In this lawsuit, Rudolph is not claiming he has an actual disability under the ADA. Although a cosmetic disfigurement such as Rudolph’s qualifies as an “impairment,” 29 C.F.R. § 1630.2(h)(1), it does not substantially limit any of his major life activities. Rudolph’s sense of smell is unaffected, and in fact, his glowing nose gives him a distinct advantage guiding Santa’s sleigh at night during inclement weather—an essential function of the toy delivery technician job. Instead, Rudolph’s disability discrimination claim is under the ADA’s “regarded as” prong.

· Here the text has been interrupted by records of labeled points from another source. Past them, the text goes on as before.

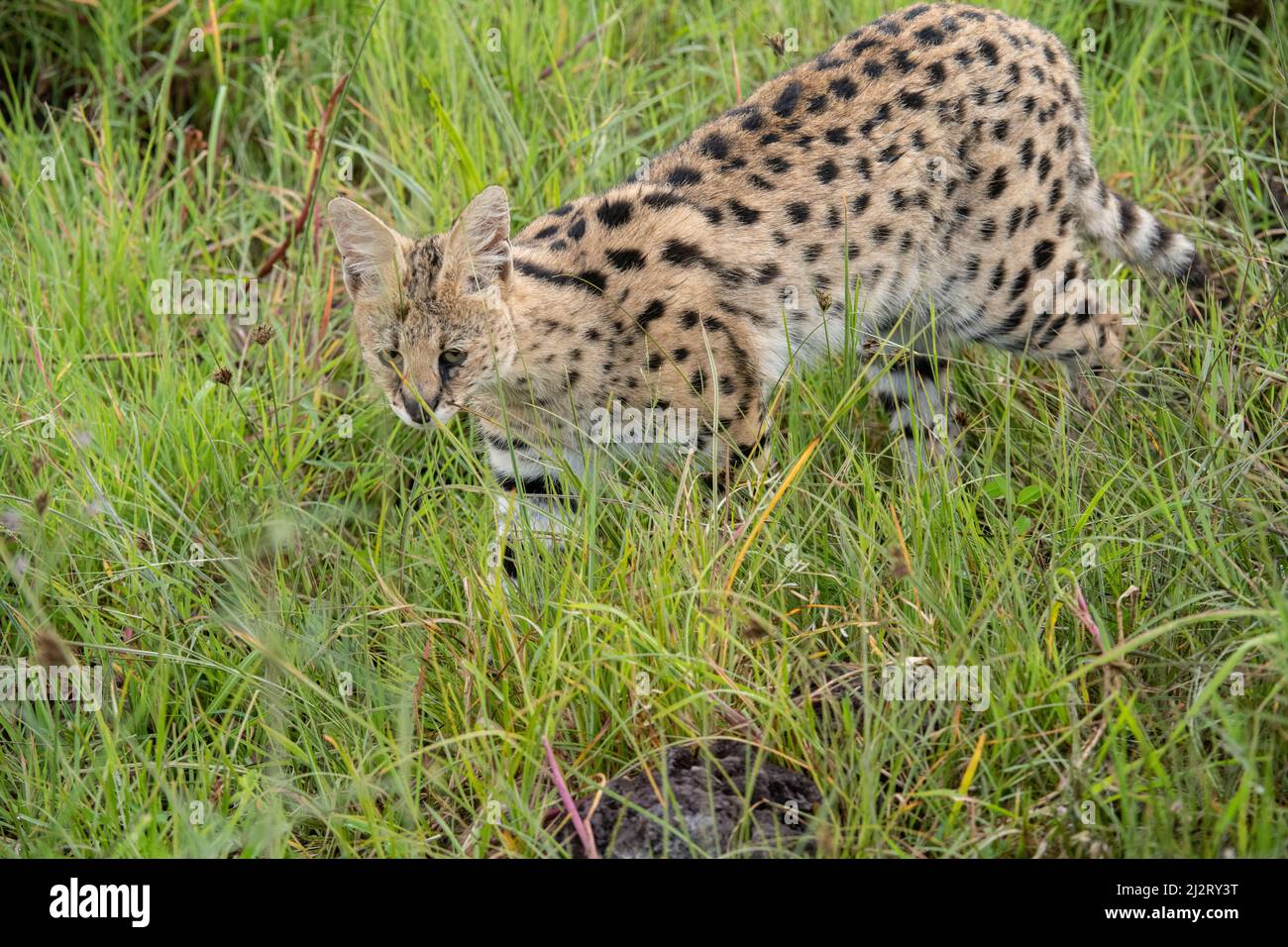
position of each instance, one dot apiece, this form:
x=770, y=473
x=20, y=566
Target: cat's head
x=433, y=313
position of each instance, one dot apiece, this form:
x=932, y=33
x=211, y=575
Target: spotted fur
x=931, y=169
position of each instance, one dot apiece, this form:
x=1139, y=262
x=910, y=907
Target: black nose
x=415, y=410
x=419, y=408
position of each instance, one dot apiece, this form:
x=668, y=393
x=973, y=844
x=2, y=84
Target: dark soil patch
x=709, y=800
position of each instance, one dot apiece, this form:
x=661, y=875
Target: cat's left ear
x=481, y=239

Harassment is one type of illegal disability discrimination under the ADA. Unlawful harassment might take many forms, for example, offensive remarks about an employee’s disability or nasal luminescence. Simple teasing, offhand remarks, or isolated incidents will typically not give rise to a cause of action. But when unwelcome harassment is so severe or pervasive that it creates a hostile work environment and unreasonably interferes with the employee’s job performance, it is against the law. The jolly old employer will then be liable for the harassment if it knew or should have known about the harassment and failed to take corrective measures.

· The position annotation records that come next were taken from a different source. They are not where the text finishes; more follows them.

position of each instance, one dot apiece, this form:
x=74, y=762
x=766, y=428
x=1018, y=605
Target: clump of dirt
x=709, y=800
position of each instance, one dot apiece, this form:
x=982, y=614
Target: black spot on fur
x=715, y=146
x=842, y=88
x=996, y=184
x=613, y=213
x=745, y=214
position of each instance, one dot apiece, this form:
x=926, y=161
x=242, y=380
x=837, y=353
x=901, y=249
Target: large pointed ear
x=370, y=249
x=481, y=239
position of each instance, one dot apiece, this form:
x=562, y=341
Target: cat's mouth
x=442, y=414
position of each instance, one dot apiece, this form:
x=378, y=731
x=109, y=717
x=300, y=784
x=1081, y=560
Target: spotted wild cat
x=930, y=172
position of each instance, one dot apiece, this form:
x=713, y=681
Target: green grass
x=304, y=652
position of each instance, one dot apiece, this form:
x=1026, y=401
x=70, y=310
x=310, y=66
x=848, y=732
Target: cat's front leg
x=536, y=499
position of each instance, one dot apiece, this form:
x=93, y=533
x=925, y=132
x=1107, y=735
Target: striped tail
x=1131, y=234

In pre-suit discussions, Santa claimed that the ADA does not apply to him because he is not an “employer” under the Act. That argument falls flatter than a reindeer on roller skates. The ADA defines an employer as “a person engaged in an industry affecting commerce who has 15 or more employees for each working day in each of 20 or more calendar weeks in the current or preceding calendar year. . . .” 42 U.S.C. § 12111(5)(A). Santa has a near-monopoly on the Christmas toy business, a multi-billion dollar industry. Upon information and belief, he employs 9 reindeer and thousands of elves, the latter of whom toil 364 days a year making toys for 20 hours a day. (A group of elves recently filed an overtime class action lawsuit against Santa under the Fair Labor Standards Act and North Pole wage and hour law). Santa is therefore an “employer” under the ADA and subject to its anti-discrimination rules. What’s more, Santa is estopped from making any related argument that he is not covered by the ADA because he is fictional, as that issue was conclusively resolved by New York Supreme Court Judge Henry X. Harper in the case of Macy’s on 34th Street v. Kristopher Kringle (1947).
Protecting the rights of employees (even four-legged ones) to be judged on their abilities, not stereotypes
By bringing suit, Rudolph intends to send the message that employees should be judged on their actual abilities, rather than on myths, fears, or stereotypes associated with disabilities—an important lesson year-round. The lawsuit seeks compensatory damages for his pain and suffering, as well as punitive damages and attorney fees, all in excess of 25,000 candy canes.
The Cleveland employment discrimination attorneys at Bolek Besser Glesius LLC have represented many employees like Rudolph who faced disability discrimination in the workplace. We are proud to represent him in this important case, even though we do not typically practice in the North Pole (and will have to seek admission pro hac vice).